Otay, who has been living and working in the same building, has been ordered by police not to set foot there in the future, Slim Boukhdhir, a freelance journalist released from prison, told CPJ.
“The Tunisian government should lift its siege of Radio Kalima immediately,” said Mohamed Abdel Dayem, CPJ’s Middle East and North Africa program coordinator. “Public relations campaigns aimed at presenting the Tunisian government as tolerant cannot conceal the country’s status as one of the Arab world’s top enemies of independent journalism.”
Mohamed Abbou, a human rights lawyer and writer who spent nearly 28 months in prison for criticizing President Zine El Abidine Ben Ali and denouncing the increasing use of torture since he seized power in 1987, told CPJ: “The kidnapping of Otay and the ongoing siege of Kalima by a huge number of plainclothes police and the attempts to silence a rather small satellite radio have no legal basis. This is a new reminder that there is zero tolerance for independent journalism in this country.”

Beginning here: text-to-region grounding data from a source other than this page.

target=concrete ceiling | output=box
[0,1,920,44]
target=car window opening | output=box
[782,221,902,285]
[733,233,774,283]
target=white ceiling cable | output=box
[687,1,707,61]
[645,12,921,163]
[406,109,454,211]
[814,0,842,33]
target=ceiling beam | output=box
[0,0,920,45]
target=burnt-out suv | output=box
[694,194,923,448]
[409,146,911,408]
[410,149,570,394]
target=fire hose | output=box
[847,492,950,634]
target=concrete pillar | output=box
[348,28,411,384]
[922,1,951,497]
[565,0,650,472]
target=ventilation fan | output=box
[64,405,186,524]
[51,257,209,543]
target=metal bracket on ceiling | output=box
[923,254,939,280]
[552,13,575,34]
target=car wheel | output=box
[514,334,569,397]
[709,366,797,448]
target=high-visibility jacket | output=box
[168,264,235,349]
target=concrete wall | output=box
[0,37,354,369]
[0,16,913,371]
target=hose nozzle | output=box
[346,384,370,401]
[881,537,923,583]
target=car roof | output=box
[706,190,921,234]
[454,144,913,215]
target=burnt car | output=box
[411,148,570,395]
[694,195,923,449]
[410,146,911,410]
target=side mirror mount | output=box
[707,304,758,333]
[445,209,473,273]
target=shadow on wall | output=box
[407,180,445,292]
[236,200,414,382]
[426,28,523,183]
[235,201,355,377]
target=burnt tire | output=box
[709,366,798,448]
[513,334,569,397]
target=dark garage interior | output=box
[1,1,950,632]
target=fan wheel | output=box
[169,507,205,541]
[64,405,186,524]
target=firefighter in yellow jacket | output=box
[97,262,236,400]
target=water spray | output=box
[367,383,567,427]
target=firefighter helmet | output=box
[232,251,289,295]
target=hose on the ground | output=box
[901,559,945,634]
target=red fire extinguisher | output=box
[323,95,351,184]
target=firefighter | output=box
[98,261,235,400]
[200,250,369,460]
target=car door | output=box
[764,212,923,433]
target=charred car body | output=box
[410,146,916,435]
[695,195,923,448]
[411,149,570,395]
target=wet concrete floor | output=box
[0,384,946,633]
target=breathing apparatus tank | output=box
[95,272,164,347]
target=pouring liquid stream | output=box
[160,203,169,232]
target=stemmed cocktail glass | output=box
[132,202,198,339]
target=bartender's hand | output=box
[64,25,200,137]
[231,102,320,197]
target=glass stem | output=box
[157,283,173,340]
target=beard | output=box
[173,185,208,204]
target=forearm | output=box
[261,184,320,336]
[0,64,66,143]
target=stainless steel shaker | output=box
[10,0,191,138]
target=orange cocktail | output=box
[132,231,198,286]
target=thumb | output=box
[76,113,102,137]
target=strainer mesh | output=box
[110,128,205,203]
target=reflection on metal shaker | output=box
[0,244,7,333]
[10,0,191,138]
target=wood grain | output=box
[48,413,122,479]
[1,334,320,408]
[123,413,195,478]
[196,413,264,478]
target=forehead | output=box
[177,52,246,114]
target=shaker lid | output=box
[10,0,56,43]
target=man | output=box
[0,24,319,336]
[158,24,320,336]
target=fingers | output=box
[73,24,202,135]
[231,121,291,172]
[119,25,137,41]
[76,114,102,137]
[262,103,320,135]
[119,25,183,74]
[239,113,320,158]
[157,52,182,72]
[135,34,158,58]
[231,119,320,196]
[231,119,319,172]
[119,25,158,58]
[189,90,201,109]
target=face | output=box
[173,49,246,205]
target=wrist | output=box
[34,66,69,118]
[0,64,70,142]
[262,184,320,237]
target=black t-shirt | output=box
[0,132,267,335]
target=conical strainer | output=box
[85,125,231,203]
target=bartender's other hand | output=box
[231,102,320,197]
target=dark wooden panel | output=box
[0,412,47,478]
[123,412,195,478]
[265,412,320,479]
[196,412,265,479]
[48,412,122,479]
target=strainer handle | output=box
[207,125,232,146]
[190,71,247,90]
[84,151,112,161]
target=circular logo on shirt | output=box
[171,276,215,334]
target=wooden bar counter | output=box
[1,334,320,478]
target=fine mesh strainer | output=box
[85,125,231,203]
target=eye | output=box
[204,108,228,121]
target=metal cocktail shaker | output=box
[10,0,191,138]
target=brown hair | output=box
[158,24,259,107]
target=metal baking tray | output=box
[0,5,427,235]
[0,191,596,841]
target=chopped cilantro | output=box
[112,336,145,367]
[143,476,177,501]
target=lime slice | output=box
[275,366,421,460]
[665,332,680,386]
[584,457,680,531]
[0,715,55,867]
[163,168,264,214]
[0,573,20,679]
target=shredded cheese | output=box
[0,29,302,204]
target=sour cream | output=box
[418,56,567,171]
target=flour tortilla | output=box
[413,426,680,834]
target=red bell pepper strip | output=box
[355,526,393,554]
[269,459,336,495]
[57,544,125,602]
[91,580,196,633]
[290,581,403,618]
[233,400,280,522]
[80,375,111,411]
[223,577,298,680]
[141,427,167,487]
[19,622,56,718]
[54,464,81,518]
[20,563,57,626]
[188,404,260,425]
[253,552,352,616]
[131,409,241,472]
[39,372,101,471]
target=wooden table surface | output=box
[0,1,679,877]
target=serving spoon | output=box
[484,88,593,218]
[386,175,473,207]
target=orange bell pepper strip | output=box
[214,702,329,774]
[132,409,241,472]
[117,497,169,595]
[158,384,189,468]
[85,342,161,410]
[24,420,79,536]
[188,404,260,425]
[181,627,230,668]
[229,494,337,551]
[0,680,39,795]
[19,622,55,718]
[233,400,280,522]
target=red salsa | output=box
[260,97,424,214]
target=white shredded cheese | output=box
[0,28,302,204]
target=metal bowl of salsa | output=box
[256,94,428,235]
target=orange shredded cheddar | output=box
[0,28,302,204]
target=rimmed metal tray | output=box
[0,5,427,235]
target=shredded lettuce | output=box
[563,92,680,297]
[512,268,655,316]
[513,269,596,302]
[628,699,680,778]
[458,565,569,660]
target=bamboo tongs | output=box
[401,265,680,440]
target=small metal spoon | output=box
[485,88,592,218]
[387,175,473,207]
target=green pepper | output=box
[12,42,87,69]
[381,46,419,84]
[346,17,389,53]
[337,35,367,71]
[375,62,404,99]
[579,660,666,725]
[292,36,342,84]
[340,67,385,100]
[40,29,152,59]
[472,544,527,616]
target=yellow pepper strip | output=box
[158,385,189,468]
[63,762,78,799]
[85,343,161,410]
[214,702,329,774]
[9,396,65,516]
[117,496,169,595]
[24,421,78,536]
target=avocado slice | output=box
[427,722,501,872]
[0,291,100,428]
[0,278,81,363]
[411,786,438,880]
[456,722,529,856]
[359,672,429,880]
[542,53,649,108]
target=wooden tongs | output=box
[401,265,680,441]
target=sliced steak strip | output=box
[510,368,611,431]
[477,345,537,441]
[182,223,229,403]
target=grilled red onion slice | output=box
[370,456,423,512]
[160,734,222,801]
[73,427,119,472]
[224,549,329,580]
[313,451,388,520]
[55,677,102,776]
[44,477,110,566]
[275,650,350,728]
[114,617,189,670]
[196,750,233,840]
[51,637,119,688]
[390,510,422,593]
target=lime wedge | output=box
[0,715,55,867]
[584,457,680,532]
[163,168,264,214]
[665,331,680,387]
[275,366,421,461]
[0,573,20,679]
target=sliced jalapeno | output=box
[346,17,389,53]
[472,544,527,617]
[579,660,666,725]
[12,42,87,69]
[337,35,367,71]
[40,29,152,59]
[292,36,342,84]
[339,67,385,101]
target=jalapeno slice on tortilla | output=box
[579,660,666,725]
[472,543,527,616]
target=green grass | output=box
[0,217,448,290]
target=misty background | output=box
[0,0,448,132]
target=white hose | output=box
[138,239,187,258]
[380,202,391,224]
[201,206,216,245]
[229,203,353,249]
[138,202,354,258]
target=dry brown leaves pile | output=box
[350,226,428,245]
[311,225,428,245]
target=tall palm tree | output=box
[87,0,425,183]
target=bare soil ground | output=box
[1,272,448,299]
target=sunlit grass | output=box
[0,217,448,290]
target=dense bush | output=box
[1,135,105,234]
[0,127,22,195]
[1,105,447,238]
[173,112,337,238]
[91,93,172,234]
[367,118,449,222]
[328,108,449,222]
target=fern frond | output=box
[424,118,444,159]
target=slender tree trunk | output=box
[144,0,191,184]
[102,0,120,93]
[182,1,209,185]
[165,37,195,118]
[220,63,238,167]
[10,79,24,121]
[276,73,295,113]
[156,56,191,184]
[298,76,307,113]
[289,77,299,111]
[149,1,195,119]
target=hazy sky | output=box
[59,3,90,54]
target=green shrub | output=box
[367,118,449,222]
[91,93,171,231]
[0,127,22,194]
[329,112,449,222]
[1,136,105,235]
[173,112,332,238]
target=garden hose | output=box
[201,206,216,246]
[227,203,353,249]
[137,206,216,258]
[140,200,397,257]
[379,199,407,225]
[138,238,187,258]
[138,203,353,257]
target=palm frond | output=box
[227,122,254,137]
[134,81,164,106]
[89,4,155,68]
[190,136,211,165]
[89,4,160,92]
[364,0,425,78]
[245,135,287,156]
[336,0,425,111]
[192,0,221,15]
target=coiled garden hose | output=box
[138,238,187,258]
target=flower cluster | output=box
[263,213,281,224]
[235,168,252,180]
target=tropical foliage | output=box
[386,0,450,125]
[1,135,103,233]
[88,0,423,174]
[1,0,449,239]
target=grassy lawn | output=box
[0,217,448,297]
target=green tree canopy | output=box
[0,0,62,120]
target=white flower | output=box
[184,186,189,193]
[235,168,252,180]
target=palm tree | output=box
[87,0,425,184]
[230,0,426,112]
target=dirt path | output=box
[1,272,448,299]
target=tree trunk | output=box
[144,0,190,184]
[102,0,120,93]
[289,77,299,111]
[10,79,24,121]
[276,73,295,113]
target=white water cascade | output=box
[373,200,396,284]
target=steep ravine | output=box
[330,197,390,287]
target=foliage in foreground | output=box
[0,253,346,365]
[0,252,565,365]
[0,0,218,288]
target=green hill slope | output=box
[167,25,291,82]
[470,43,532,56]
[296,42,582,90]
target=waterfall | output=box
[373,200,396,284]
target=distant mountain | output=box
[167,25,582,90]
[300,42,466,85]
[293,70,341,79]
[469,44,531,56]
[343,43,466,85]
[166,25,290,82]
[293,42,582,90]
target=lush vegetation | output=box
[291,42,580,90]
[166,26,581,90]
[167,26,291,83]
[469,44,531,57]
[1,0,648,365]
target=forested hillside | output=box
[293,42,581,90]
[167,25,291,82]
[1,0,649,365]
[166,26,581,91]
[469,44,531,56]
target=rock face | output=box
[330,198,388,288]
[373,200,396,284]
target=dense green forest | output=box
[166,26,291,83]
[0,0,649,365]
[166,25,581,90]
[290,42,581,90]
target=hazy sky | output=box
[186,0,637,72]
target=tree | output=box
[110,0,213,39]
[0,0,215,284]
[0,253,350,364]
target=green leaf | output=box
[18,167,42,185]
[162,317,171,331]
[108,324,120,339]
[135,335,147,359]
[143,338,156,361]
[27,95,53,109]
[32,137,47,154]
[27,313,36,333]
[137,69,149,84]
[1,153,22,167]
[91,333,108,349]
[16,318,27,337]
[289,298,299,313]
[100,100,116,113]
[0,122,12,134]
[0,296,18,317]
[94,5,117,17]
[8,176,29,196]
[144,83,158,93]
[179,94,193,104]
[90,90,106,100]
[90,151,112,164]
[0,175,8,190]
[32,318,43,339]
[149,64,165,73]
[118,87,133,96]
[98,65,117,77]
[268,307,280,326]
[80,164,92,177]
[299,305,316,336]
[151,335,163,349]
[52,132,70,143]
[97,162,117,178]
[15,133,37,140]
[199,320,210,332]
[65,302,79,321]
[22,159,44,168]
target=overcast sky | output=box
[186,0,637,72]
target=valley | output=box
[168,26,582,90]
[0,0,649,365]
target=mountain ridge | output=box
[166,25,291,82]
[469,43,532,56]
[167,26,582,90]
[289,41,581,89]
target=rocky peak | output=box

In a letter to then President-elect Obama in early January, CPJ referred to Tunisia as one of the top censors of news worldwide.
In a written response to CPJ’s highly critical September 2008 special report on Tunisia, “The Smiling Oppressor,“ the government insisted that Tunisia’s media landscape under Ben Ali’s 21-year rule was “liberal and pluralistic.” This response came amid rising attacks on critical papers and journalists, particularly Kalima and its editorial team.
In October, a public prosecutor issued a court summons to Neziha Rejiba, editor of the online Kalima and one of the country’s most critical journalists, for accusing the government of being behind the October vandalism of the magazine’s Web site. The issue of the weekly paper Mouatinoun, which carried Rejiba’s piece, was seized. The summons could lead to criminal charges in a country where the judiciary is routinely used to settle scores with critical journalists, human rights defenders, and political activists.
In December, Lotfi Hidouri of Kalima, was arbitrarily detained on the day he was scheduled to travel to Lebanon for a regional conference on press freedom. His brief detention was followed by a local and regional smear campaign against Sihem Bensedrine, head of Kalima and a prominent human rights defender, local and international rights groups reported.